Face au sentiment d’impuissance généralisée que les pouvoirs en place prétendent transmettre, beaucoup d’autres luttes prennent corps dans notre pays. Des luttes comme celles qui se déroulent des deux côtés de la Bidassoa contre la LGV ou la contre-réforme des retraites, ou encore pour la promotion de l’euskara; la bataille gagnée par Laborantza Ganbara, qui défend une agriculture paysanne, contre l’Etat français; les innombrables associations qui travaillent en He-goalde sur la mémoire historique (sur les crimes franquistes), pour la défense des droits de l’homme, des droits civils et politiques; le travail accompli pour garantir un logement digne pour tous ou les initiatives et les groupes engagés dans la lutte contre la pauvreté; la dynamique des consultations municipales impulsée par Batera en Iparralde, le travail dans le domaine du symbolisme national…
Beaucoup de ces luttes, à l’instar du combat syndical, comportent des éléments d’un grand intérêt pour la construction nationale: elles situent Euskal Herria comme cadre naturel d’intervention; elles ont pour objectif les droits humains, sociaux, syndicaux, politiques ou environnementaux; elles permettent d’intégrer naturellement dans leur militance la diversité des identités culturelles, nationales, linguistiques… présentes dans la société basque; elles cherchent à promouvoir une large participation sociale dans les af-faires publiques; dans nombre d’entre elles, l’euskara jouit d’un statut favorable et croissant; elles sont nombreuses à soutenir un sujet national qui doit pouvoir décider sur les questions qui le concernent, y compris ses relations avec les Etats…
Ces luttes, en définitive, sont un contrepoint à d’autres dynamiques politiques très affectées par les querelles partisanes.
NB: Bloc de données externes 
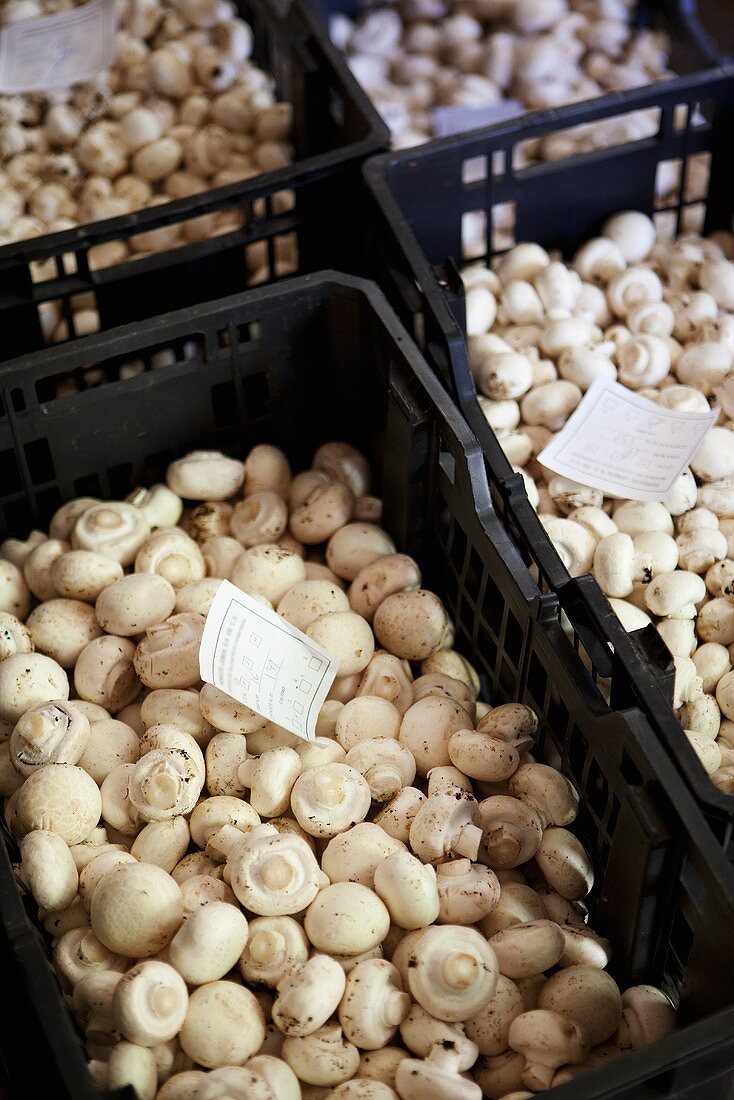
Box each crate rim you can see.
[0,0,390,270]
ELA pense que la distance qui existe entre la politique des partis et —plus encore— des institutions d’un côté, et les besoins et les aspirations de la société de l’autre, doit faire l’objet d’une réflexion dans le contexte de l’Aberri Eguna.

Renouveler notre engagement
ELA a vu le jour il y a cent ans pour organiser au sein d’un syndicat basque la masse des travailleurs et des travailleuses de plus en plus nombreux à se reconnaître dans le mouvement abertzale. Des générations de travailleurs et de travailleuses ont trouvé jusqu’à ce jour dans ce syndicat un cadre adapté où militer pour une nation plus juste et souveraine. C’est la raison pour laquelle, cent ans après, ELA se félicite surtout d’avoir réussi à réunir dans un syndicalisme revendicatif des milliers et milliers de travailleurs et de travailleuses de toute condition nationale, culturelle, linguistique, religieuse, de genre, d’âge ou d’orientation sexuelle différents. Le fait d’avoir réussi à construire un syndicalisme militant et indépendant —politiquement et financièrement— est sans aucun doute l’une des raisons fondamentales expliquant ce succès.
Pour toutes ces raisons, ELA s’engage à poursuivre son travail dans tous les domaines sociaux, syndicaux et politiques qui peuvent contribuer à l’avènement d’un Pays Basque uni, libre et juste, et invite tous ses adhérents et adhérentes à renouveler leur enthousiasme et leur engagement militant abertzale et de classe.